Babies Are Priceless

I am exhausted. I went into work today to begin getting everything ready for the first day of school on Friday. I completely forgot how tiring it is. My back hurts. My shoulders hurt. My arms hurt. And oddly my left heel hurts. But what hurts the most are the boobs. They don't particularly enjoy when Lucky decides to stand on them or walk across them.

I am still spot free and have been experiencing lots of little twinges. I'm really hoping this is a good sign. I am still not sure how confident I am. I want to be 1,000% sure and confident but I am afraid. I am still worried that I don't have lots of "early" symptoms like last time.
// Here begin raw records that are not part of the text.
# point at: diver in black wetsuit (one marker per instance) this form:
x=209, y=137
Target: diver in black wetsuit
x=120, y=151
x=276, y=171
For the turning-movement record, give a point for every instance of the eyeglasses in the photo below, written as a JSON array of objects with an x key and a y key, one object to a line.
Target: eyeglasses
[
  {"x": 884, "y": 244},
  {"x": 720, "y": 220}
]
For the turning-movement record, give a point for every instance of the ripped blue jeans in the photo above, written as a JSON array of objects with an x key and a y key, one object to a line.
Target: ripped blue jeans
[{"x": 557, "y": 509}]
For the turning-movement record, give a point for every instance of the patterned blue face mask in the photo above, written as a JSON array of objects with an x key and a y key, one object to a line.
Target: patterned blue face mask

My new friend cervical mucus has left the building. I am still worried about getting my hopes up. The other thing is a lot of people tend to know about this cycle so I potentially have to tell half a million people it failed. I really don't want to do that.

Yesterday, I fully indulged in baby obsessing. I allowed myself to "window" shop for baby products like car seats, strollers, bottles, and cribs. I also did some research on which of those products is the safest etc. It just totally reconfirmed how expensive those little miracles are. And now because I read 25,000 reviews and safety information, I won't be able to go back to just any old car seat. It has to be the highly expensive one and we most likely need two because heaven forbid Simon not have a car seat in his car. Basically, I began to lose my tiny mind about something that currently is an issue. Please tell me someone, anyone!, has done the same thing.

P.S. I can't afford a giveaway and I have no idea what I would give away but I thought I might try something for fun. I took a picture of my AWESOMELY bloated stomach last Friday after my IUI. I have been hmm-ing and ha-ing if I should post it. Leave me a comment and let me know what you think.